Written By: Peter Abrahams
Content Copyright © 2007 Bloor. All Rights Reserved.

For people with vision impairments travelling around a strange part of a city is a real challenge:

  • The maps are too small to read.
  • The index is worse.
  • Street names on buildings are difficult to find and then impossible to read.

The boom in satellite navigation devices in the last few years offered the hope of a better solution but they were designed for use by drivers and not for the vision impaired market:

  • The input is normally an on-screen keyboard, without any voice output for menu navigation.
  • The device was not designed to be hand-held whilst in use, the size and shape was only dependent on its use in a car.
  • It was an extra device to lug around see How many hand-held devices does a blind person need.
  • The output is car oriented in that it will say drive 3 miles and turn left but not say anything about the roads in-between that have to be crossed.
  • The cost of any sat-nav that had been specially designed for the vision impaired market is high because the market is small.

Some of these problems were fixed when Wayfinder began to offer sat-nav through a mobile phone.

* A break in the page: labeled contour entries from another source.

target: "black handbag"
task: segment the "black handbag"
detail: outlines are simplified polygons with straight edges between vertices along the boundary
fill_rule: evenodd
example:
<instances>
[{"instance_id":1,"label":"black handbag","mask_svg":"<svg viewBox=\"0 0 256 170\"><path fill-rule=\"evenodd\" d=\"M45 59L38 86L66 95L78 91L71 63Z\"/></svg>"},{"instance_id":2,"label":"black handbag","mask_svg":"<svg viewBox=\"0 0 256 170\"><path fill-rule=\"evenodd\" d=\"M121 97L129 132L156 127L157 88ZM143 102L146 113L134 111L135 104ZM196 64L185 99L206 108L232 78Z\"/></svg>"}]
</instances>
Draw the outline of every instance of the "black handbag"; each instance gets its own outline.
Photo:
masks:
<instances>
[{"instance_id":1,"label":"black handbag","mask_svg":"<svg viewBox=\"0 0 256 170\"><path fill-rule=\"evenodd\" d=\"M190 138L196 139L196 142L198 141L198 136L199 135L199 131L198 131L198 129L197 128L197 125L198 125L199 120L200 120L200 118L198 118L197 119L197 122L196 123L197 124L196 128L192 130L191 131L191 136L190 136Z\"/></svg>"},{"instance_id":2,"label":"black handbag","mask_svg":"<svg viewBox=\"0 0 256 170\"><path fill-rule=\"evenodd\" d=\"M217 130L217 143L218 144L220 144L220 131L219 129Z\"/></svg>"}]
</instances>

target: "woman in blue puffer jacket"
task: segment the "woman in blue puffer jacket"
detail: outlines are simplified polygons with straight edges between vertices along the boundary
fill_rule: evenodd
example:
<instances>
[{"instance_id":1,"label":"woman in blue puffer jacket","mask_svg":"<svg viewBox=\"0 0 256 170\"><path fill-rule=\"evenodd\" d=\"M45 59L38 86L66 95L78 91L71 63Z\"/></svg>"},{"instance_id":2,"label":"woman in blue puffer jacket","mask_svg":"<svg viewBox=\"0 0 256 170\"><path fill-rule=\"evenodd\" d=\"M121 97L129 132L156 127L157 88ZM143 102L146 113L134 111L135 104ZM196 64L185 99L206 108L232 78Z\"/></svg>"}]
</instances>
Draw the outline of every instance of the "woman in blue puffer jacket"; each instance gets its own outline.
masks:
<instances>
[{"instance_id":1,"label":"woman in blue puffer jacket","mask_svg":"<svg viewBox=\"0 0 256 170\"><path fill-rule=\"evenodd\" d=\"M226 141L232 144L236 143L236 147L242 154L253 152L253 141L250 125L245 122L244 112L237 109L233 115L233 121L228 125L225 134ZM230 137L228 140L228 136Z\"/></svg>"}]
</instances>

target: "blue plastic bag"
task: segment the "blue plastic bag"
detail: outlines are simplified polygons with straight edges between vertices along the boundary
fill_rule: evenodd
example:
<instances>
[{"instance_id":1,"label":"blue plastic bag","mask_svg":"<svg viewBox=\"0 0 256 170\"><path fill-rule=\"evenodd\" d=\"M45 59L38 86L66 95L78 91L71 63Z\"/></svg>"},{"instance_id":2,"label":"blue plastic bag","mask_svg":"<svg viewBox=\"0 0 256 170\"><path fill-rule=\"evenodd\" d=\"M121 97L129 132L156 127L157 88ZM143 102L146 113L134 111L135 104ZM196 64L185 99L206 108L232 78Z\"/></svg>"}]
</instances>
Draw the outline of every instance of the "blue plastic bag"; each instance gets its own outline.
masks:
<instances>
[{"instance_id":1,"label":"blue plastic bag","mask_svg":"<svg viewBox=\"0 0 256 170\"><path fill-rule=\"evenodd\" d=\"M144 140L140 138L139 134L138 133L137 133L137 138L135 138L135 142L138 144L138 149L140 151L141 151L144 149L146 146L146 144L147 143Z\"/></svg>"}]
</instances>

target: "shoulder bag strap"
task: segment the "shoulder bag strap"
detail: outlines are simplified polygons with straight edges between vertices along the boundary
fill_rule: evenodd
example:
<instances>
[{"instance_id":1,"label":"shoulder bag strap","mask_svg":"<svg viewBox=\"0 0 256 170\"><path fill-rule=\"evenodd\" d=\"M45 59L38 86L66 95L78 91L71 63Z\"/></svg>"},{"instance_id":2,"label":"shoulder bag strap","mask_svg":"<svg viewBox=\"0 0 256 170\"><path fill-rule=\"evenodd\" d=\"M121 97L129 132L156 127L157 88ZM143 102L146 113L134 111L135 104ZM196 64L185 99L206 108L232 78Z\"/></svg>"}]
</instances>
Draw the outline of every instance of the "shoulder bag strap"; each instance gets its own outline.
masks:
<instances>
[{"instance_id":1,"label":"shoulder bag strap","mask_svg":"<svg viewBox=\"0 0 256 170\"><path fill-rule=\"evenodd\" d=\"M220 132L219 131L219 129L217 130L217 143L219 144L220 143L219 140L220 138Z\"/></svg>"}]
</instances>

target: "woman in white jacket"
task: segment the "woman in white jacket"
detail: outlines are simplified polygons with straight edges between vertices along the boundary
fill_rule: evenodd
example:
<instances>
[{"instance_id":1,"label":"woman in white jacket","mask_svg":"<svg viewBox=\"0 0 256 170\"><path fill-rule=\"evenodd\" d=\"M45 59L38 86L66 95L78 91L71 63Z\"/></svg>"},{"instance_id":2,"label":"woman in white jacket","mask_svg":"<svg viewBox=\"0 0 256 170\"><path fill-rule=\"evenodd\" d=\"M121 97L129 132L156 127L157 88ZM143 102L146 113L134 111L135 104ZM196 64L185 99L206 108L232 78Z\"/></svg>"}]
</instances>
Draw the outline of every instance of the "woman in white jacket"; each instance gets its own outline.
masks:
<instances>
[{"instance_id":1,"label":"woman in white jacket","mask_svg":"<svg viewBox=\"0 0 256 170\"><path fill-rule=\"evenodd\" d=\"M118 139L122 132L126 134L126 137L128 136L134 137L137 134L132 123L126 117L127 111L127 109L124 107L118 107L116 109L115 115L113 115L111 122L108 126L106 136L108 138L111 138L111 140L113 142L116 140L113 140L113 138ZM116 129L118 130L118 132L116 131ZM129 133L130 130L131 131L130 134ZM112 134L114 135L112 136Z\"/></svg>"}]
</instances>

This is a subscription service that downloads maps and direction when requested. It was aimed at the mobile user who needed directions when not in the car and also up to date information about points-of-interest in the locale.

Vision impaired users realised that they could add this service to their existing mobile phones and combine it with Nuances Talks or Zooms to create a high function sat-nav with the advantages that:

  • It is a single device.
  • The keyboard is familiar and usable.
  • All the menus and outputs can be magnified using Zooms or read out loud using Talks; again using familiar technology.

However, Wayfinder’s help-line began to get a lot of calls from this community because it still did not offer everything they needed.

Wayfinder and Nuance decide that they should work together to offer a better solution. Wayfinder surveyed the potential users, mostly users of Nuance TALKS & ZOOMS, to find out what was needed. The result is the recent announcement of Wayfinder Access. The main new features of this product are:

  • A ‘where am I’ facility, so that when you come out of the underground or get off a bus you can check that you are where you intended to be.
  • A ‘vicinity view’, that lists points-of-interest in the immediate locale (crossings, restaurants, museums, etc.). The size of the area can be varied so that the points-of-interest can be limited and prioritised according the users need.
  • ‘Intermediary crossing information’, identifying each of the roads that need to be crossed; important to the pedestrian but not to a driver.
  • Internal changes to ensure that Wayfinder works seamlessly with Nuance’s Zooms and Talks.

The product is aimed at the vision impaired community but as a by-product the enhancements made should be of interest to a wider audience. As I walk around London from one meeting to another I can see how all of these new functions could benefit me. Especially the ‘where am I’ and the ‘vicinity view’.

This is a great example of technologies that have been developed for the able-bodied community being combined and extended to support a specific group of disabled users. This is the only way to bring the cost down to an accessible level.